Swedish captain Nilla Fischer opened the scoring in the 17th minute after the ball bounced off her shoulder following a corner kick, but France rallied with a header by Georges in the 29th and a close-range shot by Renard in the 39th.
France, making its Olympic debut, at least equals its best campaign in a major women's tournament. It also reached the semifinals of last year's World Cup. It will play Brazil or World Cup champion Japan in the Olympic semifinals.
"We showed today how dangerous our defenders can be on set pieces, this team is not only about our attackers," Georges said. "We were able to score even against big and strong defenders like the Swedes have."
France coach Bruno Bini said he couldn't have asked for more from his defenders.
"We played a creative match. It was perfect," he said. "At corners, we scared the Swedish defense, with Wendie and Laura really strong there. We didn't buckle against a really strong team."
Sweden also made it to the semifinals of last year's World Cup and beat France 2-1 in the third-place match.
"It feels empty," Swedish defender Annica Svensson said. "We played a good game and I don't think that France played a better game than us. That feels kind of disappointing."
Fischer nearly scored her second goal to even the match in the 72nd, but French goalkeeper Sarah Bouhaddi made an incredible point-blank save to keep France ahead. Bouhaddi dived to her right and barely tipped Fischer's close-range shot wide.
France came into the match at Hampden Park with the tournament's best attack, with eight goals scored, tied with the two-time defending champion United States.
But it was Sweden that got on the board first in a match in which both sides struggled to keep possession but created many scoring opportunities.
Fischer went for a corner cross into the penalty area, and the ball bounced off her left shoulder as she looked away, going straight into Bouhaddi's left upper corner.

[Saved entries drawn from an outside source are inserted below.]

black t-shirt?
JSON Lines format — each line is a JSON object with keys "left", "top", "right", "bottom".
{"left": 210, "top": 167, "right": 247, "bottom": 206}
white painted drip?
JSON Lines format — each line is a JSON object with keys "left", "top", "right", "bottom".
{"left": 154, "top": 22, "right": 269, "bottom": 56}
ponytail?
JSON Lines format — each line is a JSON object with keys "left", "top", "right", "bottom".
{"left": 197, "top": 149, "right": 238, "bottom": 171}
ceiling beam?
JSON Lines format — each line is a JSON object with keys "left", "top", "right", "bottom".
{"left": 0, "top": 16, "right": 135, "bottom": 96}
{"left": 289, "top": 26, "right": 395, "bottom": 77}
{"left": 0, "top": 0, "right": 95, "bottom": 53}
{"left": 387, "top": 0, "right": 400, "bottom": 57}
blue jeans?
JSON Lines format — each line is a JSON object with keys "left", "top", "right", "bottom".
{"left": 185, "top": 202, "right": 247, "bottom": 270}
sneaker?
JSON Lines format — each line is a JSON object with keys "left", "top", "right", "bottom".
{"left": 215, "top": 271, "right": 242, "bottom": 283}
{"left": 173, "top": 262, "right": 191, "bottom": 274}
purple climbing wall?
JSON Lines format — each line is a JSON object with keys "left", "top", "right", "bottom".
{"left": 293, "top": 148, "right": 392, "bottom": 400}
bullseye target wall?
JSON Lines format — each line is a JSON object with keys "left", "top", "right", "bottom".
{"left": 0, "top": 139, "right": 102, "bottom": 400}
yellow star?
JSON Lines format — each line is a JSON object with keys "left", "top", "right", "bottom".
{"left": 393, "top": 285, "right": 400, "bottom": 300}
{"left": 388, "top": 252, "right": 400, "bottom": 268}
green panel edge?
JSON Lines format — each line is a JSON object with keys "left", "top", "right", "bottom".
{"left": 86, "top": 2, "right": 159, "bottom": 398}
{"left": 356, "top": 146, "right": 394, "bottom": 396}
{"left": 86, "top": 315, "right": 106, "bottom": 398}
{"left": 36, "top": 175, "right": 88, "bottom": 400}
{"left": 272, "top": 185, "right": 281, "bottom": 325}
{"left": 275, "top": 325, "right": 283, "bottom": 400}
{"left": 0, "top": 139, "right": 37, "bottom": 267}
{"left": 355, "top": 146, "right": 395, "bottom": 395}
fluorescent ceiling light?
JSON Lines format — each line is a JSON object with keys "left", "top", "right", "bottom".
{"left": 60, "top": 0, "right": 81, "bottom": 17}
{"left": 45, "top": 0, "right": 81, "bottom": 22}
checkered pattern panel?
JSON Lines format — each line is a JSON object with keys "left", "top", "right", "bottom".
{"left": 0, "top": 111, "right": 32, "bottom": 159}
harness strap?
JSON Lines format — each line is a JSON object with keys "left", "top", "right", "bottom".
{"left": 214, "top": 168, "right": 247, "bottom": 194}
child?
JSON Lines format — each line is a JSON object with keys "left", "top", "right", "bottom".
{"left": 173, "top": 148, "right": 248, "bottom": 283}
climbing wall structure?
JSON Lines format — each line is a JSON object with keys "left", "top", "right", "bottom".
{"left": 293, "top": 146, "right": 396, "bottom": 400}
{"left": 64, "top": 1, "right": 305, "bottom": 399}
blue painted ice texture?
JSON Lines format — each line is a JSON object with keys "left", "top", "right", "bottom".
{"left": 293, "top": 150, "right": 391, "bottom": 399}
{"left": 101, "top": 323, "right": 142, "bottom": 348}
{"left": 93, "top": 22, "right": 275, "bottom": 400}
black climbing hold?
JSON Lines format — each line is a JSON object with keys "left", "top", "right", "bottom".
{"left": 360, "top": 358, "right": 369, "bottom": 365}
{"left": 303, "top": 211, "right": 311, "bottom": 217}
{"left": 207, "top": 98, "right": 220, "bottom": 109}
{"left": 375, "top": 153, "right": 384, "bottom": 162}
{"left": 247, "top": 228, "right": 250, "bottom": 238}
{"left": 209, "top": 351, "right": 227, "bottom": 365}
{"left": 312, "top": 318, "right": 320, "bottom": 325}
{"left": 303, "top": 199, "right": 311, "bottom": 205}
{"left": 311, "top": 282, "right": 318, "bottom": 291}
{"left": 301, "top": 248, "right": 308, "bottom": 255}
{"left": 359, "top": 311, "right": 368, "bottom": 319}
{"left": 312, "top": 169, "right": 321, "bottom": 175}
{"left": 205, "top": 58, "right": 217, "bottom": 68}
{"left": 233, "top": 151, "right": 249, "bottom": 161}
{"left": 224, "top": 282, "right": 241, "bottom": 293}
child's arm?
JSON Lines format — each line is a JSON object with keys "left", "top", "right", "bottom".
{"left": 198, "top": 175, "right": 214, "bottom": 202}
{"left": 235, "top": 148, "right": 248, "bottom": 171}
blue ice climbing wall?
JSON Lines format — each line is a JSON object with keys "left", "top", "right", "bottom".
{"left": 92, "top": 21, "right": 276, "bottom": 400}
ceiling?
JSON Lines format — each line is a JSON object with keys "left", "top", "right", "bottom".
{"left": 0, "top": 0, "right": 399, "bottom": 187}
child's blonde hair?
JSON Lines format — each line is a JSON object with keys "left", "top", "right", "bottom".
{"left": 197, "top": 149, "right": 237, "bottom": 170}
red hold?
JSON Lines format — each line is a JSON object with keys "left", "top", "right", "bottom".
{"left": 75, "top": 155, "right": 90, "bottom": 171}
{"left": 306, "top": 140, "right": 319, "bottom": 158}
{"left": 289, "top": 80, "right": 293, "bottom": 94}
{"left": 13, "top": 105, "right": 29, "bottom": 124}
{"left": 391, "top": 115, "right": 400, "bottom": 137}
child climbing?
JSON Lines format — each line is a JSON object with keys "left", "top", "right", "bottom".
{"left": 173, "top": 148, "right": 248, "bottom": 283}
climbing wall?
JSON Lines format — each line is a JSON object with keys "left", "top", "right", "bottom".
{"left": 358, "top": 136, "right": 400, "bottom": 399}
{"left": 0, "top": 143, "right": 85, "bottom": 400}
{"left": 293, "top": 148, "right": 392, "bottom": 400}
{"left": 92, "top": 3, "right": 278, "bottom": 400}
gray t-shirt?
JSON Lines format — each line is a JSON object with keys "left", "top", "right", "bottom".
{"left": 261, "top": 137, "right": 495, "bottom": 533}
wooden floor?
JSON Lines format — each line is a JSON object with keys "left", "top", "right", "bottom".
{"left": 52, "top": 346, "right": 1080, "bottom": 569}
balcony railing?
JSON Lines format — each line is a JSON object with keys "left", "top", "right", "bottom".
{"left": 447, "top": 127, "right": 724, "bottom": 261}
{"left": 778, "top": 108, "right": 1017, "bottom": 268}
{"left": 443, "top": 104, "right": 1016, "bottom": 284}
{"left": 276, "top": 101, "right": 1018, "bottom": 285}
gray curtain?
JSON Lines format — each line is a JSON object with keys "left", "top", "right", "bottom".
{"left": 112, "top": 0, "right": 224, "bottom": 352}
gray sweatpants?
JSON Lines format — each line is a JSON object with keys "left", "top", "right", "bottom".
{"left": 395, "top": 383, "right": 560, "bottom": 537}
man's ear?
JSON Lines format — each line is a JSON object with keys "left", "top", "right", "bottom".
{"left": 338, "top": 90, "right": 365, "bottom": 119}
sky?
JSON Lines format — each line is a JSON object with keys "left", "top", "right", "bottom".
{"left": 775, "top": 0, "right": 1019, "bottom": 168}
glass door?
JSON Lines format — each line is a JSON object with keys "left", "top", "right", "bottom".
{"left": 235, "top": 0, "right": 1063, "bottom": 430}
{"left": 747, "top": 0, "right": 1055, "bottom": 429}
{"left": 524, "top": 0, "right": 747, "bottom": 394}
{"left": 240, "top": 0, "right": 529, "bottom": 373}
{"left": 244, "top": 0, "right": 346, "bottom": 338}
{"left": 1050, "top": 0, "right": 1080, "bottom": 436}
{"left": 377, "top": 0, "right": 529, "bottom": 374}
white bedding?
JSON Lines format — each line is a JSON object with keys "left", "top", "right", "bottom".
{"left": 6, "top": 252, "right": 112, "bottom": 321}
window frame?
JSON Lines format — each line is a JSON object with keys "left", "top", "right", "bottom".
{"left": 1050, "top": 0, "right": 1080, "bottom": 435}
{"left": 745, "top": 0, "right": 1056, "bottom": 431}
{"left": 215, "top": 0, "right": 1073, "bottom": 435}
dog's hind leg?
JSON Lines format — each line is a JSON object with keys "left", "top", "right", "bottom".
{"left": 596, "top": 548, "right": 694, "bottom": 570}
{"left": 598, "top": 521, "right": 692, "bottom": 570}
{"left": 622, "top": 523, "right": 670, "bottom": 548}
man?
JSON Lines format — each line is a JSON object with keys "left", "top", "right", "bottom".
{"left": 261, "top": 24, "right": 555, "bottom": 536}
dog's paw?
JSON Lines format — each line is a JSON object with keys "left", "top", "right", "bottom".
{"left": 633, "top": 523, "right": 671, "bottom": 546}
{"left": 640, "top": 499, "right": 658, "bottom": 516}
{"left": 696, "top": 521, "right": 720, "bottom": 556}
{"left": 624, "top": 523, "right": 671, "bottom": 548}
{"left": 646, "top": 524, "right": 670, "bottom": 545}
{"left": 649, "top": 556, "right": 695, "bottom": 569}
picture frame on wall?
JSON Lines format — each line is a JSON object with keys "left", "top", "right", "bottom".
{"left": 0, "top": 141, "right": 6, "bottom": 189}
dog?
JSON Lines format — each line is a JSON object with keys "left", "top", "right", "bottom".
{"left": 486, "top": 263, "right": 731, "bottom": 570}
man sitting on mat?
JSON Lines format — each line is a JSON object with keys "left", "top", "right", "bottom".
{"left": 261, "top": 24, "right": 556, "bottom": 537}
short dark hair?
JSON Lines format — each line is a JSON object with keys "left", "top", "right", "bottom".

The French tied it after a well-executed corner kick by Louisa Necib. Her shot curled dangerously toward the goal, and Sweden goalkeeper Hedvig Lindahl had to step back to stop it from going in. She tipped the ball away from the net, but it went into Georges' direction for an easy header into the far corner.
France's go-ahead goal came after a long free kick cross from the right side. Georges headed the ball across the area, and Renard scored with a firm shot from close range.
Necib, who controlled the match for France in midfield, had a 22nd-minute goal disallowed for offsides before the ball was crossed into the area. The French complained because it appeared the ball came off a defender, which would have allowed the goal to stand.
Necib also nearly scored with a 72nd-minute header that missed wide.
Swedish defender Linda Sembrant had some of the best chances for Sweden. Her header off a corner in the 53rd just missed wide of the far post.
Sweden had relinquished a two-goal lead in a 2-2 draw with Canada in its last group match.
France's semifinal appearance in last year's World Cup in Germany marked one of the team's top achievements in women's soccer. France eliminated England on penalties in the quarterfinals before losing 3-1 to the United States in the semis.
The Swedes have always been a top contender in women's soccer, but their last major triumph came at the 1984 European Championship. It just missed on a medal at the 2004 Athens Games, finishing fourth.
Sweden's best finish at the World Cup was second in 2003 in the United States. It was eliminated in the quarterfinals of the 2008 Beijing Games after a loss to Germany.
Hampden Park had a crowd of just less than 13,000 for its final Olympic match on a rainy afternoon in Glasgow.